Они сидели рядом плечом к плечу на потертом кожаном диване в бабушкиной, проходной комнатенке. Диван, круглый, покрытый плюшевой скатертью стол, бабушкина никелированная с шишечками кровать, обувная тумбочка возле двери, буфет – все тонуло в сумраке. В небе за окном, засвечивая через светомаскировку, метались огни прожекторов.
– А как же я? – спросила она. – Мне шестьдесят два года. Значит, все, да? Ну что ж, пожила…
– Почему? – смутился Костя. – Все-то терпят. И ты терпи. Со мной ничего не случится. Вот увидишь. Просто я больше не могу, я больше не в силах… а тут такой случай…
И он рассказал ей и про диверсантов, и про летного майора. Он слышал бабулины слезы и ее тихие слова:
– Теперь уж я понимаю, что ты решился. Так открыто все мне рассказать… Да где ж это видано? Если б не решился, уж наверное, рассказывать не стал бы… Одно только в голове у меня не укладывается! Ты убивал людей! Ты!
– Зато теперь, бабуля, у меня больше шансов выжить в условиях, где, если я не убью, то убьют меня.
– Я схожу на Полянку, в церковь… – тихо проговорила бабуля, и Костя понял, что она плачет уже всерьез.
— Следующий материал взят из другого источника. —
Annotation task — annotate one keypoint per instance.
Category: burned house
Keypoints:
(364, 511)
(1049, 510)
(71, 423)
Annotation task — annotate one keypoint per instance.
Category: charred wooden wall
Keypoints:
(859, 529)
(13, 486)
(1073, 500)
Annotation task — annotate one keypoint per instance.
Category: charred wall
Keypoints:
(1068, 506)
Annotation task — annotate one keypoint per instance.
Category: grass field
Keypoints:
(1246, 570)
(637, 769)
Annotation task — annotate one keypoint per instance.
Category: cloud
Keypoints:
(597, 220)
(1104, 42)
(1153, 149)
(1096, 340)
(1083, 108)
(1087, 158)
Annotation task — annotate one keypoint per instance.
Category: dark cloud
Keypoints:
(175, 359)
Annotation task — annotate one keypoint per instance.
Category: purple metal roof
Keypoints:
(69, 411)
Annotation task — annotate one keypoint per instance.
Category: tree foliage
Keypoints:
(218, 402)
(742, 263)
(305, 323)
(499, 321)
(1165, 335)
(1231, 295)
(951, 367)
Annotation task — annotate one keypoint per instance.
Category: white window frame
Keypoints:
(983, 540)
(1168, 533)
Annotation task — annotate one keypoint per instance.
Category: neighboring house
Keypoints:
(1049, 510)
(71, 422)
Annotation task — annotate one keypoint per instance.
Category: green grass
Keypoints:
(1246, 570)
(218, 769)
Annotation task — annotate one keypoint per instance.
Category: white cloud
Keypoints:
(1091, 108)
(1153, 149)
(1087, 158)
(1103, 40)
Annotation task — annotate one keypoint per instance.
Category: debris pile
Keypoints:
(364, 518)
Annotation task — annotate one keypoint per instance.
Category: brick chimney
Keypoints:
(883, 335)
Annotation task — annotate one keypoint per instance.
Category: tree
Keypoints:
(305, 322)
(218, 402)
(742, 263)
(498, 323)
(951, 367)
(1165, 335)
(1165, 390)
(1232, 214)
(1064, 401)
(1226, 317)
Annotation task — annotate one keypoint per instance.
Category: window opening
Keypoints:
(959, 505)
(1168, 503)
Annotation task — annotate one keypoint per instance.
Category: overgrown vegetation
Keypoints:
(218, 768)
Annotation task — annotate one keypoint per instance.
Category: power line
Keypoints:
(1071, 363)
* * *Он впервые увидел сибиряка возле баррикады, на Тверской, там, где зеркальные витрины гастронома под самый козырек подпирали мешки с песком. В белом дубленом полушубке, ушанке со звездочкой, в высоких, подшитых кожей валенках, он стоял на посту. Винтовка Мосина с примкнутым штыком стояла возле его ноги.
– Есть прикурить, служивый? – нагло спросил Костя.
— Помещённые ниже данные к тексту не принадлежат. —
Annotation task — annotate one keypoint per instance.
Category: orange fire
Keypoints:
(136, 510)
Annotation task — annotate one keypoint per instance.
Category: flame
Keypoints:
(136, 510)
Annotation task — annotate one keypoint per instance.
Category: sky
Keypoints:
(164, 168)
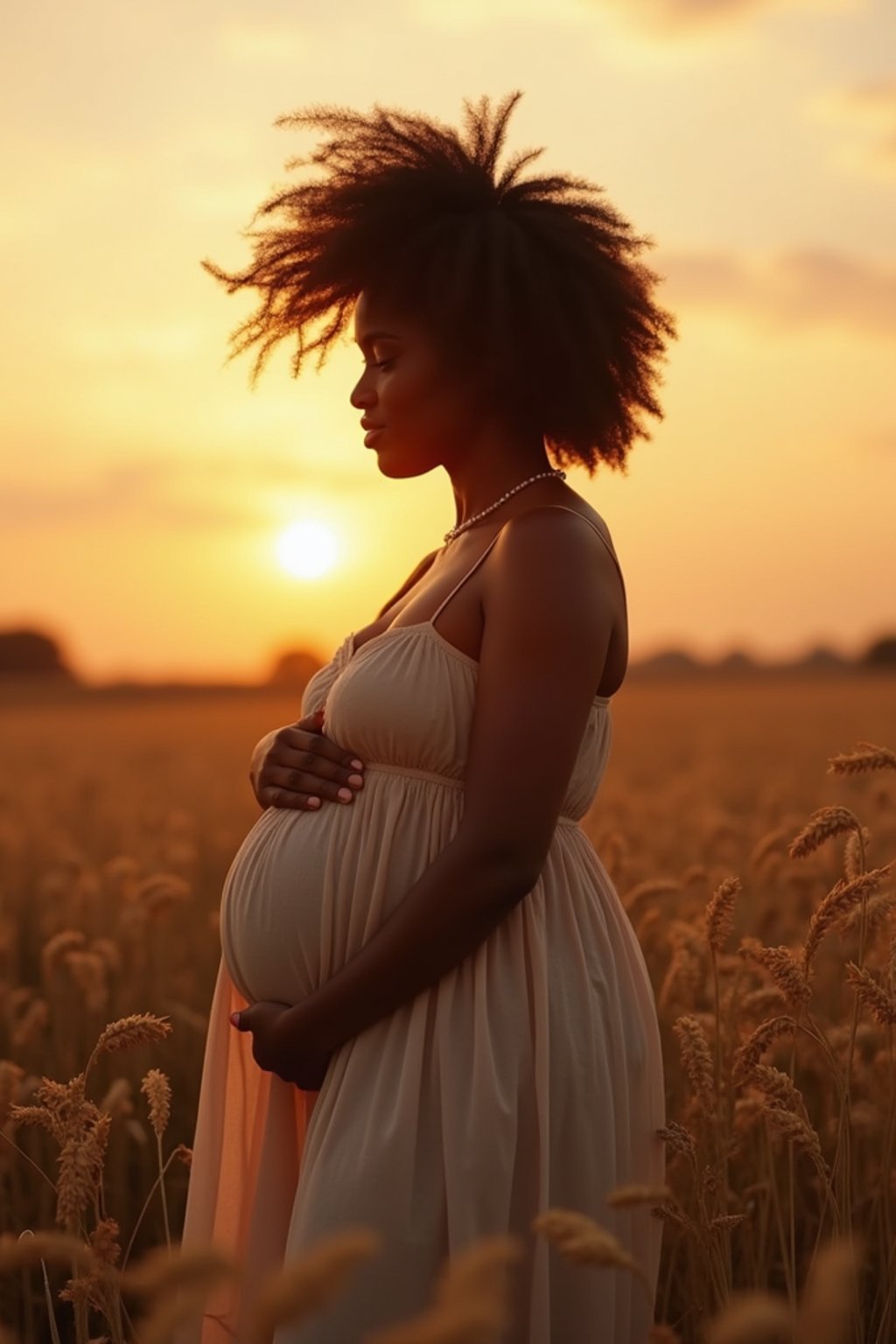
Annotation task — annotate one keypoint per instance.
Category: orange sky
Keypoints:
(144, 484)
Вместо ответа, солдат взял винтовку наперевес, целя острием штыка Константину в живот.
– Проходи! – сказал он коротко.
Ненамного старше самого Кости, но уже регулярно бреющийся, сероглазый, серьезный.
– Ишь ты! Охотник! – усмехнулся Костя, отступая назад.
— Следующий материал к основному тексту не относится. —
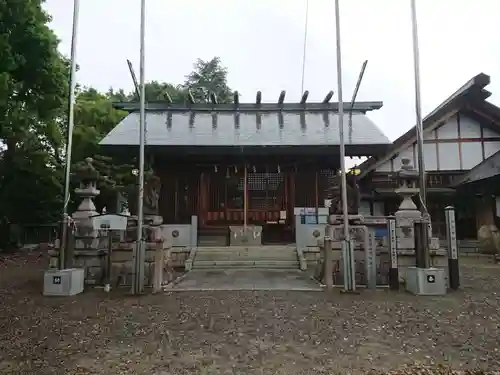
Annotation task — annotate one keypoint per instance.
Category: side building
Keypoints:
(462, 162)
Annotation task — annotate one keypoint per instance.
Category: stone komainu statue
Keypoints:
(335, 194)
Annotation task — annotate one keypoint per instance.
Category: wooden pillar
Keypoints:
(202, 201)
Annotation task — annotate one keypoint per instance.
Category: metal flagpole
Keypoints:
(139, 255)
(349, 285)
(63, 261)
(305, 48)
(418, 108)
(424, 233)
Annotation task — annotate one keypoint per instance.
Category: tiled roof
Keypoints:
(245, 128)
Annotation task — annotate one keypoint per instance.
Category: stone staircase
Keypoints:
(234, 257)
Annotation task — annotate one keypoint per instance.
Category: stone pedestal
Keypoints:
(239, 236)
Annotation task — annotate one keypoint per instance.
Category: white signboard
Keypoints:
(109, 222)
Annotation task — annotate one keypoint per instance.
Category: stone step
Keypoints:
(246, 264)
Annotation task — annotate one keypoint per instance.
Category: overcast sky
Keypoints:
(261, 43)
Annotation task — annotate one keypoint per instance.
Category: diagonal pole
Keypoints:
(63, 252)
(349, 285)
(140, 250)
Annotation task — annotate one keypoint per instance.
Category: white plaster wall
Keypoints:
(446, 155)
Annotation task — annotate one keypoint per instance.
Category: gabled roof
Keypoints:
(248, 125)
(471, 96)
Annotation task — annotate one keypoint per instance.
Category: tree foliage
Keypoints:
(209, 77)
(33, 89)
(33, 118)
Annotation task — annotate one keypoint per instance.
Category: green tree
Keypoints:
(209, 77)
(33, 92)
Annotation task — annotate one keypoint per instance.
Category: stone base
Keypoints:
(94, 262)
(314, 259)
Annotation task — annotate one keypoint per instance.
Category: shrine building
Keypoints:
(248, 163)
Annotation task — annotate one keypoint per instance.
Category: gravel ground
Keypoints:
(243, 332)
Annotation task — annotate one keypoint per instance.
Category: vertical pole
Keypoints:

Он торопился своей дорогой. Путь его лежал через весь город, в Марьину Рощу. На Маяковской в метро не пускали. Пришлось тащиться пешком до Белорусской. Пути под мостом были запружены эшелонами с техникой и солдатскими теплушками. Костя шмыгнул в метро и… исчез на две недели. С хазы в Марьиной Роще его извлек Пахомыч. Старик явился в самый разгар торжества, под утро, когда Федька Угол уже проигрался до исподнего, а Макар как раз протрезвел и сел к столу. Костя уж подумывал о запечном тепле, глаза слезились от табачного дыма, а кишки саднило от хозяйской квашеной капусты.
– Тебя искал, – сказал Пахомыч со сладострастным стоном стягивая сапоги. – Что смотришь? Старый я. Наверно, не моложе твоей бабки и ноги загудели, пока дотолокся от Курской до этой вот дыры. Старый, дожил до старости, не чета вам.
Костя насторожился.
– Может, зря ты сапоги снял, Пахомыч? Может, выйдем на холодок?